Nope.... someone is making way to much on imported hemp.. and they more than likely are the same folks who write the rules (senators)

DonkeyHotay
DonkeyHotay topcommenter

@apauling "The logic is flawed and is equivalent to banning poppy seeds because they contain tiny amounts of the opiate found in opium and heroin"

YOUR logic is flawed, as is your broken analogy.

The US Government ALLOWS the importation, sale and use of Hemp Seeds, and Hemp Products.


@apauling "In our business we reluctantly use fabric imported from China that contains hemp"

You import Chinese hemp fabric because it is far cheaper than Canadian or other hemp products produced in Europe ... and you will continue to import and purchase cheaper Chinese hemp even if the U$ lifts its ban on domestic hemp cultivation.


@apauling "that requires no pesticides or synthetic fertilizers"

Nonsense, bullshit and lies.

armyoftheforest
armyoftheforest

@DonkeyHotay Oh right regulation, like how we are regulation the opium/heroin supply from Afghanistan. We are all just a bunch of posers waiting and wanting to be regulated like you Hotay?

armyoftheforest
armyoftheforest

@DonkeyHotay Yeah, just ask those opium growers that hotay supports over in Afghanistan.

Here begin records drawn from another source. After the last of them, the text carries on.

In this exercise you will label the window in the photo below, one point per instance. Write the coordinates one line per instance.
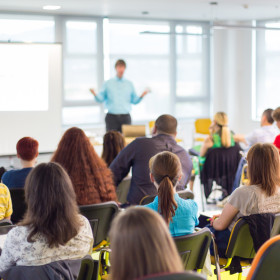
(267, 69)
(80, 72)
(16, 28)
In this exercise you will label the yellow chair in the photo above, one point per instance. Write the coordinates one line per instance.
(202, 129)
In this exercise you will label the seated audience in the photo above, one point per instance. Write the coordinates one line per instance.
(276, 116)
(277, 142)
(138, 153)
(265, 134)
(262, 195)
(178, 213)
(113, 143)
(141, 245)
(220, 134)
(91, 178)
(6, 208)
(27, 152)
(52, 228)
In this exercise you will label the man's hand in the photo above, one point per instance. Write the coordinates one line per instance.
(92, 91)
(145, 93)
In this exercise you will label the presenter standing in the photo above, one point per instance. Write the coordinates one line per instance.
(118, 95)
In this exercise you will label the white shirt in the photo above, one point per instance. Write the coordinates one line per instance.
(264, 134)
(18, 251)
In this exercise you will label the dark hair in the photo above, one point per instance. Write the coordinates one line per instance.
(27, 148)
(120, 62)
(166, 170)
(264, 167)
(143, 232)
(268, 114)
(276, 114)
(113, 143)
(166, 124)
(51, 205)
(91, 178)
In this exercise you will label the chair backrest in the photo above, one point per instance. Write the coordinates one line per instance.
(89, 269)
(240, 242)
(175, 276)
(202, 126)
(193, 248)
(276, 226)
(147, 199)
(100, 217)
(123, 189)
(19, 205)
(266, 262)
(133, 130)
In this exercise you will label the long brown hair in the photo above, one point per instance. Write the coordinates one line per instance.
(92, 180)
(51, 205)
(264, 167)
(166, 170)
(113, 143)
(221, 120)
(141, 245)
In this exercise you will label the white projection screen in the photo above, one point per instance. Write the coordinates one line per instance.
(30, 95)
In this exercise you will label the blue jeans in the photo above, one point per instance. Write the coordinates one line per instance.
(221, 239)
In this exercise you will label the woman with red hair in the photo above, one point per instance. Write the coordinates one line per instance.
(27, 152)
(92, 180)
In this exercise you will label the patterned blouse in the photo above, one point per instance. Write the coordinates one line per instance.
(18, 251)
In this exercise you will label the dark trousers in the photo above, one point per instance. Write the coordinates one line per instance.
(115, 122)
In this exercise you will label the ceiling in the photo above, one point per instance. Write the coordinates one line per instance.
(159, 9)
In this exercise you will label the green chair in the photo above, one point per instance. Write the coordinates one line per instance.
(175, 276)
(276, 226)
(100, 217)
(240, 250)
(266, 262)
(89, 269)
(193, 248)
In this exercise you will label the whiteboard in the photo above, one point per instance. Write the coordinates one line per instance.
(30, 95)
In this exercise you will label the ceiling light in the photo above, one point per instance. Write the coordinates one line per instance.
(51, 7)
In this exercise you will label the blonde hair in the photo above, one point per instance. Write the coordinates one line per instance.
(264, 167)
(141, 245)
(166, 169)
(221, 120)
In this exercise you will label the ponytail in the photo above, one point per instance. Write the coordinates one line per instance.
(167, 204)
(225, 137)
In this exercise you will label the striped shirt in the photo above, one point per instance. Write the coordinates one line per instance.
(6, 208)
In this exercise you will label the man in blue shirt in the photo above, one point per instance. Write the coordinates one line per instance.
(118, 95)
(137, 154)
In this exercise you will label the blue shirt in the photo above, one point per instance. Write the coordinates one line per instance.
(15, 178)
(137, 154)
(185, 218)
(118, 95)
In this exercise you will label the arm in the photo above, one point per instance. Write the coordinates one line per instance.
(122, 163)
(207, 144)
(224, 220)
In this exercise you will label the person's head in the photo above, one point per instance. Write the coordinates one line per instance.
(27, 149)
(88, 172)
(120, 67)
(276, 116)
(264, 167)
(267, 117)
(220, 123)
(52, 210)
(166, 172)
(141, 245)
(113, 143)
(165, 124)
(277, 142)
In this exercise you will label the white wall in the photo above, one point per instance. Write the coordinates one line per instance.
(232, 76)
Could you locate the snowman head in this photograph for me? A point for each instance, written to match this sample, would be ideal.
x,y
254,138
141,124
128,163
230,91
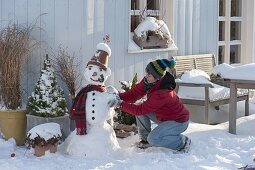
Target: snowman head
x,y
97,69
96,75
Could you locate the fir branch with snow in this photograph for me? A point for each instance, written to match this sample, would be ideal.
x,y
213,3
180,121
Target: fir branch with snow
x,y
47,100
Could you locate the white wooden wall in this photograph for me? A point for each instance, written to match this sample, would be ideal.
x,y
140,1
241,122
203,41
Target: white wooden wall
x,y
196,26
80,24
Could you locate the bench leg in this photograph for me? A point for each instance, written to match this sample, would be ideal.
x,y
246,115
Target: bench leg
x,y
207,113
207,105
247,106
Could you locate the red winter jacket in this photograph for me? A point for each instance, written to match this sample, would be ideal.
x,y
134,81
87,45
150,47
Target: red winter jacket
x,y
161,100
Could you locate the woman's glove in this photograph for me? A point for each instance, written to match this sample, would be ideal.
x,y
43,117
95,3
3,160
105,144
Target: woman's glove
x,y
115,102
112,90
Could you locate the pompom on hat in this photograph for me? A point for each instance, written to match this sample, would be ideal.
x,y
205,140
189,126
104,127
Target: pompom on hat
x,y
101,56
158,67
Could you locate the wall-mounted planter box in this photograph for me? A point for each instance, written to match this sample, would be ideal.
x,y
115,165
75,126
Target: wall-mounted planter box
x,y
152,41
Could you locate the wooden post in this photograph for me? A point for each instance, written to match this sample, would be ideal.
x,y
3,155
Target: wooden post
x,y
232,108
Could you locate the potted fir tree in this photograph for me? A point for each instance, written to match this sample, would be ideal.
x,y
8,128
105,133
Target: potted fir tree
x,y
15,45
47,102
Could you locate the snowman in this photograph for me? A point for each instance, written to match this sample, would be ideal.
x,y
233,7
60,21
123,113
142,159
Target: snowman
x,y
93,136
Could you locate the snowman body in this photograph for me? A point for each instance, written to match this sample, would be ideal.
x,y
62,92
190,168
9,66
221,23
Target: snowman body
x,y
100,138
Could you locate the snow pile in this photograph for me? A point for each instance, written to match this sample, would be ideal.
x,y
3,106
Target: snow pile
x,y
7,148
212,148
244,72
45,131
200,77
152,24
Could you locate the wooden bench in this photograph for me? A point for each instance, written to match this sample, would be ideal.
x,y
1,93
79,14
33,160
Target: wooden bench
x,y
204,62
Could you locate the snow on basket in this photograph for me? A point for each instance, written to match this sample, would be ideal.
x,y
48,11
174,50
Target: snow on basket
x,y
153,33
44,137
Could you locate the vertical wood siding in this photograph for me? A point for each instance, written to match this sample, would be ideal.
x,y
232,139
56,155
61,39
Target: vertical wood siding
x,y
79,25
196,26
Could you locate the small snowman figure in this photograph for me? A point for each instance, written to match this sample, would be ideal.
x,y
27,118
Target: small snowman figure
x,y
94,136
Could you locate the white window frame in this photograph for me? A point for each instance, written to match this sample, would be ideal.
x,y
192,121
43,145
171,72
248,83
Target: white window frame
x,y
227,42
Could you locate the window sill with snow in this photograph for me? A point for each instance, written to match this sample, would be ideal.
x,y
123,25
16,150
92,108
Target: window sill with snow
x,y
151,35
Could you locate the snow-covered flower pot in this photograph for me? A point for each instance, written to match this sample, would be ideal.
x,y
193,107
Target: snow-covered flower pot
x,y
47,102
13,125
44,137
153,33
63,121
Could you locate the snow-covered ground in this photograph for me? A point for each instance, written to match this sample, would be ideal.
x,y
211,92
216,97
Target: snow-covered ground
x,y
212,148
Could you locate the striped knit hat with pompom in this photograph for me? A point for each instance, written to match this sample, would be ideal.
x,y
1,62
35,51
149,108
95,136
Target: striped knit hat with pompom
x,y
158,67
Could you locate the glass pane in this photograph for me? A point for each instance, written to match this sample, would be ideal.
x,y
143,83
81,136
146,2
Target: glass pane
x,y
134,4
221,30
235,54
153,4
134,22
221,52
236,8
235,30
222,7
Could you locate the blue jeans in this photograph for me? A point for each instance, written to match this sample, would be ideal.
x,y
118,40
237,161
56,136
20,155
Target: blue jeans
x,y
167,134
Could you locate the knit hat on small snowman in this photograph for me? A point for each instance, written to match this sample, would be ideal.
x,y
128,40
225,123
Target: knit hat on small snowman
x,y
158,67
101,56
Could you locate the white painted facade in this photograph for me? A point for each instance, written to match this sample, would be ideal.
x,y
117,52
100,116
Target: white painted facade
x,y
80,24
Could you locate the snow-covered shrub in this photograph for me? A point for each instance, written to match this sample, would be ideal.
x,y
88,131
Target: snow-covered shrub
x,y
47,100
16,42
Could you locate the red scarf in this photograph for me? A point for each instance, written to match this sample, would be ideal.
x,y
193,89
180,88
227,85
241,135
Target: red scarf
x,y
78,108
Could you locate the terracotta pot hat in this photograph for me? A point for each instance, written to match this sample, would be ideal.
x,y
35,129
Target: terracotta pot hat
x,y
101,56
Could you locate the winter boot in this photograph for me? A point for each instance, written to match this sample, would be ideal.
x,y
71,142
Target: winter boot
x,y
143,144
186,146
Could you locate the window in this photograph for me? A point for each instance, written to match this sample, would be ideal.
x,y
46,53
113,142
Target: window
x,y
140,8
230,25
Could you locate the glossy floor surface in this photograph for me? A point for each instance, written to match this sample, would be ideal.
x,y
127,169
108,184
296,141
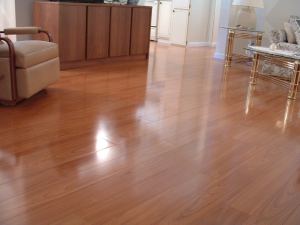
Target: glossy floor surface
x,y
172,142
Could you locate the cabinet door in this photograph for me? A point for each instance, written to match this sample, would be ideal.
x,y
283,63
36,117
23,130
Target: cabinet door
x,y
120,31
72,30
180,20
140,31
164,20
98,32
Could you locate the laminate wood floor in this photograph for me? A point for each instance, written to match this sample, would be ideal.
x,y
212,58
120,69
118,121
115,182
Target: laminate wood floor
x,y
171,142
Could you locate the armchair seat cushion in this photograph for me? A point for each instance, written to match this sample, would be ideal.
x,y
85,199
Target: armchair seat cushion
x,y
30,53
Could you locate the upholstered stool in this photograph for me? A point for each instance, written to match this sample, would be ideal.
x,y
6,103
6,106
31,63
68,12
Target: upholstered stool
x,y
26,67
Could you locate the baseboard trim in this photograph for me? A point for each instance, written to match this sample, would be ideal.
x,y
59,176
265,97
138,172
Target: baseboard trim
x,y
219,55
198,44
164,41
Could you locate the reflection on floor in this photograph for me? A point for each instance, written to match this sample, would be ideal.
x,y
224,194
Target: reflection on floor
x,y
173,141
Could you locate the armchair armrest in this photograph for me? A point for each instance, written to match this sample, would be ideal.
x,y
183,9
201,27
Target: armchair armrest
x,y
24,31
21,30
277,36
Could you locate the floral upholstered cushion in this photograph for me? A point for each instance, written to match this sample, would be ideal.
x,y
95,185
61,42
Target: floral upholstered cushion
x,y
277,36
290,33
293,22
290,43
288,47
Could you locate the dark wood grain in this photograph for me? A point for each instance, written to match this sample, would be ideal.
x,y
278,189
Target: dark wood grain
x,y
47,17
72,33
98,32
140,31
120,31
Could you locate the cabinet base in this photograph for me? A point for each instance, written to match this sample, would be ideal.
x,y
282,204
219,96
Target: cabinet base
x,y
78,64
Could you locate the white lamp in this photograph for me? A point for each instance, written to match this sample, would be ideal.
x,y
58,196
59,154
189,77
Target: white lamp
x,y
246,15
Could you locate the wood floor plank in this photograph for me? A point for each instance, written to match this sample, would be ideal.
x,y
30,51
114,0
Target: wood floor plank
x,y
172,141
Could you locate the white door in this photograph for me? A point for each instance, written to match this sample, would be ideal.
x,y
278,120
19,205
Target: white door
x,y
181,4
180,21
164,20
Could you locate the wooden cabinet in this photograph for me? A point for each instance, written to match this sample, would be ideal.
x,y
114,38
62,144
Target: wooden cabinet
x,y
67,26
120,31
72,40
140,31
98,32
88,33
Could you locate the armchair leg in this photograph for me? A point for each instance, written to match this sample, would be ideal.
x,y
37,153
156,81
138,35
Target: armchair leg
x,y
13,76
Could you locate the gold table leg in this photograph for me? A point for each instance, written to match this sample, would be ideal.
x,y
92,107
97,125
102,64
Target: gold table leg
x,y
259,39
229,48
254,71
295,81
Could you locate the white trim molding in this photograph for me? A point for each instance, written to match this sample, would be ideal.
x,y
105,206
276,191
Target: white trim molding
x,y
198,44
219,55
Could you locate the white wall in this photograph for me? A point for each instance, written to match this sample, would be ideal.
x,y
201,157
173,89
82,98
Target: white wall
x,y
199,22
271,17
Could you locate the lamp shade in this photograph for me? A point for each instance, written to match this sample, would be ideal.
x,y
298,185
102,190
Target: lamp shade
x,y
251,3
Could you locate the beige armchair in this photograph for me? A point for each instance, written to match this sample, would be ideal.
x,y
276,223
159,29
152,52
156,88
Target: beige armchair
x,y
26,67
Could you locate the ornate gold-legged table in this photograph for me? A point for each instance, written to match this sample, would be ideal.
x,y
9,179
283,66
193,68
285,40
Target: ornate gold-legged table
x,y
239,33
281,58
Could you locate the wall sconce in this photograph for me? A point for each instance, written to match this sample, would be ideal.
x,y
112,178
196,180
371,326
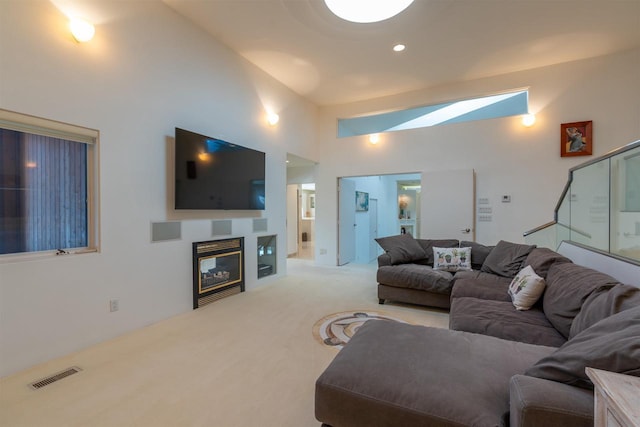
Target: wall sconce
x,y
528,120
272,118
82,30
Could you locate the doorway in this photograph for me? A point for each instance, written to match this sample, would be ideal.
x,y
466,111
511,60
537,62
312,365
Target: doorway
x,y
301,207
420,204
359,226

Thanks Hotay, we can now say the scourge of cannabis is gone in lieu of sweet opium, you hypocrite.

betweenthelines
betweenthelines

@Loren Yerkey Save the seeds and eat a Bic Mac, hippie. We need ENERGY.

DonkeyHotay
DonkeyHotay topcommenter

@Umläut Sagdiyevski ... right ... all those Chinese Hemp farmers are getting RICH! ... like their Canadian Hemp Farming brothers who've become BAZILLIONAIRES growing hemp ... at $200 / acre ... LOL!


DonkeyHotay
DonkeyHotay topcommenter

@armyoftheforest ... Why do you hate Opium?

Are you some kind of fascist prohibitionist law-enforcement scum?

DonkeyHotay
DonkeyHotay topcommenter

@armyoftheforest ... yet in all the Countries where Hemp is legal, and has been legal for DECADES, it hasn't been financially successful as a substitute for petroleum based products.

You're suffering from Hippie Hemp delusions.



armyoftheforest
armyoftheforest

@DonkeyHotay You forgot though about other revenue sources from hemp: food and replacement of anything made with dino oil. I know the neo-cons don't like putting value on things they can't touch or regulate personally, but tough beans.

DonkeyHotay
DonkeyHotay topcommenter

@Cognitive_Dissident "The market will decide ..."

LOL! ... the Invisible Hand-Job of the "Free Market" ...

Facts -- current Canadian free market pricing results in a mere $200 / acre profit, and those prices represent them having the U$ market to sell into and NO COMPETITION from U$ Hemp production.

Now INCREASE production via new U$ Hemp Farms and guess what happens to the prices/profits of BOTH Canadian and U$ Hemp Farmers? 

Once the profit/price dips below a working white-man's wage -- even for a red-neck farmer -- they'll switch back to growing more profitable traditional crops like Corn, Soybeans, Wheat, etc. ... as some of them already have.

That leaves the Chinese and East European underpaid and overworked farmers who produce GOVERNMENT SUBSIDIZED Hemp as the best value - lowest price source for your "free market".

Your precious "free market" dictates that LABOR and PRODUCTION costs always find the CHEAPEST source.